Last weekend I was curled up on the sofa watching the Smithsonian Channel and I caught an awesome documentary: The Sweet Lady with the Nasty Voice. It told the story of Wanda Jackson, a female rock 'n roll pioneer. No. Wait. Jackson is a rock n' roll pioneer full stop.
Not only was she rare as a female performer, playing guitar and singing gritty rockabilly when most female performers, like Patti Page (below), worked within a "proper" and "ladylike" mold that was in keeping the more rigid gender roles of the time.
But Jackson was also among the women that--though they rarely receive credit for it--inspired male performers like Elvis Presley, who are lauded as music pioneers while their female counterparts go unrecognized. According to the documentary, Elvis toured with Jackson for a while and borrowed her famous growl. And, of course, he borrowed "Big Mama" Thornton's Lieber Stoller tune, "Hound Dog."

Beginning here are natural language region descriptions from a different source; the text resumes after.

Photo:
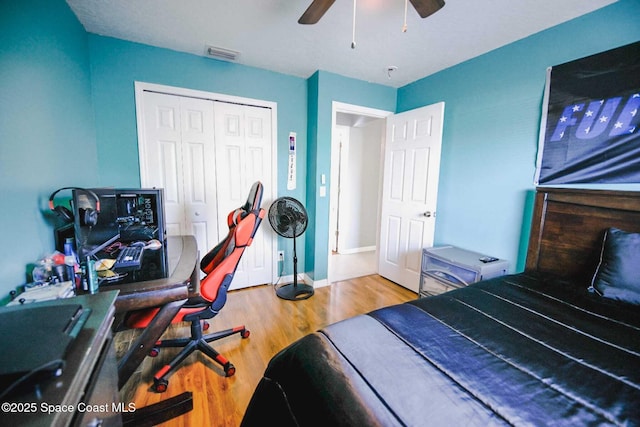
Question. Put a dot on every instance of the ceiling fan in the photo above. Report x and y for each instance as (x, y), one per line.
(317, 8)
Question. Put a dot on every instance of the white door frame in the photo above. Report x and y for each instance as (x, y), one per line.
(341, 107)
(141, 87)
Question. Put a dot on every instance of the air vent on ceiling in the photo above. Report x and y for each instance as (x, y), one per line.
(221, 53)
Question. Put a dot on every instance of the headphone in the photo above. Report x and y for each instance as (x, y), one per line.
(88, 216)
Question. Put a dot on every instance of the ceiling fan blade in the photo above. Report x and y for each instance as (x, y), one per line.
(315, 11)
(427, 7)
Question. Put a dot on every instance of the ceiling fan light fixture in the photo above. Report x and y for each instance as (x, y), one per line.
(221, 53)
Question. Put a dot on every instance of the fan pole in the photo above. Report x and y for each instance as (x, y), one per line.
(295, 291)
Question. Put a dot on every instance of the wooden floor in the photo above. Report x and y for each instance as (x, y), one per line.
(274, 323)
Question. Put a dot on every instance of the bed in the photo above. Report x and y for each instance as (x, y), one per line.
(558, 344)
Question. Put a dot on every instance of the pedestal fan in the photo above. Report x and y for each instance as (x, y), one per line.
(288, 218)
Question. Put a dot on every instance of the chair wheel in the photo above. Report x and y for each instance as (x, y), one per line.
(160, 386)
(229, 369)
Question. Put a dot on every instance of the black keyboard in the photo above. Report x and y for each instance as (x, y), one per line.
(129, 258)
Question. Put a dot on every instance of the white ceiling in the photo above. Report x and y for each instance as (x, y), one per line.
(267, 35)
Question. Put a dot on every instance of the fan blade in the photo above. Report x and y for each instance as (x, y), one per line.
(427, 7)
(315, 11)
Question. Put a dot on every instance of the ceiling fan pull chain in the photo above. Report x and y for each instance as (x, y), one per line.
(404, 27)
(353, 34)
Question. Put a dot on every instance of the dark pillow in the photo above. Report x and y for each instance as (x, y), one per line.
(618, 273)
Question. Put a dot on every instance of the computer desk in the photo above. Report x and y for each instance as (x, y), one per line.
(169, 294)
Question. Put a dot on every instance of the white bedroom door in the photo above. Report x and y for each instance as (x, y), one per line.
(181, 139)
(410, 191)
(243, 156)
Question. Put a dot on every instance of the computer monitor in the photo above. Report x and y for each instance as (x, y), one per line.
(94, 238)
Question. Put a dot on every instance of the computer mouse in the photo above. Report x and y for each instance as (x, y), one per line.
(153, 244)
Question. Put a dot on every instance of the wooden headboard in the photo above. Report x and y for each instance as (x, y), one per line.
(568, 227)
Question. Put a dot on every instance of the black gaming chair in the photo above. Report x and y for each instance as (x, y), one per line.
(220, 265)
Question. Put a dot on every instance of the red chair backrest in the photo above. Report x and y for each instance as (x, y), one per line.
(222, 261)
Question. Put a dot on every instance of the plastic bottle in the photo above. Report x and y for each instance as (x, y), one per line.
(70, 259)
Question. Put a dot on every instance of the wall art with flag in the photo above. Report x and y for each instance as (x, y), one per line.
(590, 128)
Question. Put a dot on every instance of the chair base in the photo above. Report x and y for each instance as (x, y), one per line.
(294, 291)
(197, 342)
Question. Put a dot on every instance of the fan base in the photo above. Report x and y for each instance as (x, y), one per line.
(294, 292)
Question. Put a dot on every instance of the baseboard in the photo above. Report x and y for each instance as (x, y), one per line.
(357, 250)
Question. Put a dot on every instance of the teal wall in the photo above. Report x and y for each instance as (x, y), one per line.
(324, 88)
(492, 116)
(47, 133)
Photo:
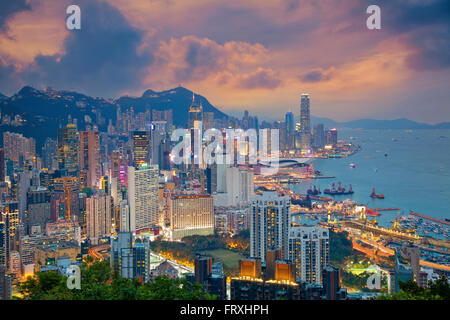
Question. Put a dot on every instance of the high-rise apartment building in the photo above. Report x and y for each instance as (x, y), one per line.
(319, 136)
(269, 224)
(309, 251)
(89, 157)
(98, 217)
(143, 196)
(141, 148)
(289, 131)
(191, 215)
(68, 147)
(18, 148)
(131, 256)
(305, 122)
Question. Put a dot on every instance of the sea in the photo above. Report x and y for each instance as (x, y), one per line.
(411, 168)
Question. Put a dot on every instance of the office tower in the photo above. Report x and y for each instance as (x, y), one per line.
(202, 268)
(238, 221)
(38, 207)
(2, 243)
(68, 147)
(269, 224)
(121, 258)
(49, 154)
(309, 251)
(141, 148)
(191, 215)
(332, 137)
(158, 137)
(272, 255)
(141, 259)
(195, 118)
(98, 217)
(5, 284)
(217, 282)
(284, 271)
(164, 115)
(23, 186)
(319, 136)
(89, 157)
(236, 184)
(143, 196)
(18, 149)
(406, 267)
(289, 130)
(115, 164)
(14, 264)
(124, 214)
(2, 165)
(305, 125)
(331, 284)
(250, 285)
(208, 120)
(116, 191)
(221, 221)
(211, 179)
(68, 187)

So yeah, Jackson is a true pioneer. Elvis Costello and several other musicians led an effort to see her recognized by the Rock and Roll Hall of Fame. She was inducted in 2009 as an Early Influence. (Hope we can expect similar recognition for "Big Mama" soon.) And Jack White teamed with Jackson last year to release a new album "The Party Ain't Over," which is a favorite on my iPod now. On the album, Jackson, still rockin' hard in her 70s, covers Amy Winehouse's "You Know I'm No Good."